Israeli forces shot dead Omar Abu Layla on March 19, during an armed confrontation in the village of Abwein north of Ramallah.
Three days previously Abu Layla carried out a deadly attack on the Ariel settlement near Salfit, in which he stabbed a soldier to death, seized his weapon and shot at several cars before taking one of the cars to another nearby junction, where he opened fire and wounded a second soldier.
A settler he fired at later died of his wounds and a second soldier remains in critical condition.
The settler was named as Ahiad Ettinger, a 47-year-old rabbi who lived in the nearby Eli settlement.
Israel routinely destroys the homes of the families of alleged Palestinian attackers as a form of collective punishment against the community.
The Israeli authorities contend that these punitive demolitions issue “a severe message of deterrence to terrorists and their accomplices – that they will pay a price if they continue their terrorist activities and harm innocent people.”
Despite having halted the practice in 2005 after deeming it ineffective, it was reinstated in 2014.
The UN and human rights organisations have said that the practice contravenes international law.
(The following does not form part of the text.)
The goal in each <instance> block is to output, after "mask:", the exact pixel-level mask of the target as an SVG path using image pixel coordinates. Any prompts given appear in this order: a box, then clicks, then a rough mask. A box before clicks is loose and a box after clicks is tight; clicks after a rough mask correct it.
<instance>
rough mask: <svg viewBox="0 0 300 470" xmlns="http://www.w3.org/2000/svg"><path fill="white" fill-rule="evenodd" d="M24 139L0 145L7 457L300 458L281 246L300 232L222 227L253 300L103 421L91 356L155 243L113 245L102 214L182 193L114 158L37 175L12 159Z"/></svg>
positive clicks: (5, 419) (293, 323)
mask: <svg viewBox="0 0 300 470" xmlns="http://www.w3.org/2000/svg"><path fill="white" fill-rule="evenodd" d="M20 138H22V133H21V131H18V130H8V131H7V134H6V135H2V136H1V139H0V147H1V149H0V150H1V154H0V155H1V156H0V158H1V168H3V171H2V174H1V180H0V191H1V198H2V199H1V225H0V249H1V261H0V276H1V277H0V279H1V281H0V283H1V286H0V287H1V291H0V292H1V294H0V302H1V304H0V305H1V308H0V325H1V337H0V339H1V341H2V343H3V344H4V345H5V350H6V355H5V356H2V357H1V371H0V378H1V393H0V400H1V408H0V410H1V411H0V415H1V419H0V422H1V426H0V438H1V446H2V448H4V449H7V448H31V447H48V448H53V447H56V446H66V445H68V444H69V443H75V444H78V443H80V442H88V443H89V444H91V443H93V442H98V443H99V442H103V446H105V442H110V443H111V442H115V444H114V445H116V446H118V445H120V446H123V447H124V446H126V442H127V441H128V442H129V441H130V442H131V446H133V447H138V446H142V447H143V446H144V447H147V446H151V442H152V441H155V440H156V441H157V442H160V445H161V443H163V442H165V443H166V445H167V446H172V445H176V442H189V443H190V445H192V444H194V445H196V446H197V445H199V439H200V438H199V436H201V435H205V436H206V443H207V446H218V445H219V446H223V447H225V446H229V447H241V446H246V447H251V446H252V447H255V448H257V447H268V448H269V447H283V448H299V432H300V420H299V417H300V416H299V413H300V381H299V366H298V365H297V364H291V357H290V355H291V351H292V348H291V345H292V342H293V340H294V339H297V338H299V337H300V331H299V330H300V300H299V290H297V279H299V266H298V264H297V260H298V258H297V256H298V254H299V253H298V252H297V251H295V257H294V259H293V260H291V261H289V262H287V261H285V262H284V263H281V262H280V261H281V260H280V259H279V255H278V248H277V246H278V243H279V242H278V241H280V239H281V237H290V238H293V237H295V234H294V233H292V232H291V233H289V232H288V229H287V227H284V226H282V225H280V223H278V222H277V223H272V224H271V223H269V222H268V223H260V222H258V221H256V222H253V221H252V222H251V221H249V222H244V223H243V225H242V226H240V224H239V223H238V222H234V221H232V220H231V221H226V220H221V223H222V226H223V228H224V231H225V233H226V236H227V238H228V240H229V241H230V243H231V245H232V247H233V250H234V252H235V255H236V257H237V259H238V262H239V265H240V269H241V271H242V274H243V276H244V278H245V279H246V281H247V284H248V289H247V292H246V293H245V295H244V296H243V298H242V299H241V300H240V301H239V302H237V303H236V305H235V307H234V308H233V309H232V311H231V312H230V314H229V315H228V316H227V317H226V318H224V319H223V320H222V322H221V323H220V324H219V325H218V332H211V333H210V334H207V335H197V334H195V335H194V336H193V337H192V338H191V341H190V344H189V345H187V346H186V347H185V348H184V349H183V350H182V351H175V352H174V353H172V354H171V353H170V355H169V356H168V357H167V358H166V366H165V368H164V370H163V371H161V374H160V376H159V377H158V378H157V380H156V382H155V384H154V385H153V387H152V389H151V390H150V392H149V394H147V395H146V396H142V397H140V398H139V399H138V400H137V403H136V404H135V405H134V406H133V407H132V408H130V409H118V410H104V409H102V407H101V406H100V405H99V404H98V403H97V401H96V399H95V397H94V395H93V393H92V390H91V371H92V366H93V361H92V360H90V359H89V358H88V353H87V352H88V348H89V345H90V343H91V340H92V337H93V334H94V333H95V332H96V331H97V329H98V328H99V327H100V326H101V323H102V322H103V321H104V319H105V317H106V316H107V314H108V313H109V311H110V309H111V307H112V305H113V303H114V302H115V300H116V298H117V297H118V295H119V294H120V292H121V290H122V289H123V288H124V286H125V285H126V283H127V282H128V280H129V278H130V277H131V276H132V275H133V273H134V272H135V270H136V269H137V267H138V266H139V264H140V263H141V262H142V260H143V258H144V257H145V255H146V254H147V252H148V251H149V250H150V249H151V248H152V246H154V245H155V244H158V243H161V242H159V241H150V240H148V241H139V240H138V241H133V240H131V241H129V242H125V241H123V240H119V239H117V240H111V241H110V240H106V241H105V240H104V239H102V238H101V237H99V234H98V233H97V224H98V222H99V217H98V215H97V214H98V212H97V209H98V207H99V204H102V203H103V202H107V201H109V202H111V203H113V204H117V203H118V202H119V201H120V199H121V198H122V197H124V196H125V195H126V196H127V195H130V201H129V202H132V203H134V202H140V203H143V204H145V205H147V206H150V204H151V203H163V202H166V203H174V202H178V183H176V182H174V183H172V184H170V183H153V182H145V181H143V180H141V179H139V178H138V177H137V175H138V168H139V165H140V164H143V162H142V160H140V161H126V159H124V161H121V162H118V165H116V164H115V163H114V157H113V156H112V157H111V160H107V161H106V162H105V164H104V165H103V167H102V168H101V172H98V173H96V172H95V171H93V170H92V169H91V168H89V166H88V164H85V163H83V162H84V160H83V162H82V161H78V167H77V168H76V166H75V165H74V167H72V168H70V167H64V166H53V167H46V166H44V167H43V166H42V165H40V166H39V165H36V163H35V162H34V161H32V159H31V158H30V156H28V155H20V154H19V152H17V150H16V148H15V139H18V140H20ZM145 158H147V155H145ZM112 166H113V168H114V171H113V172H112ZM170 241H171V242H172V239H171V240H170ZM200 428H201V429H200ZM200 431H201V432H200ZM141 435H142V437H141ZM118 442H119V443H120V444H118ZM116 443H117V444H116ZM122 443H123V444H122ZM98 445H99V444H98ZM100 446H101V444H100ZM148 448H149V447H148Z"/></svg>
However, Israel shows no sign of stopping.
Israel has occupied the West Bank since 1967. More than 600,000 Israeli Jews live in settlements in the occupied West Bank and East Jerusalem.
All Israeli settlements across the occupied West Bank are classed as illegal under international law, particularly article 49 of the Fourth Geneva Convention, which asserts that "the occupying power shall not deport or transfer parts of its own civilian population into the territory it occupies".
Israeli forces and settlers routinely attack Palestinians in the occupied territories, demolishing their homes, poisoning their livestock and vandalising their properties.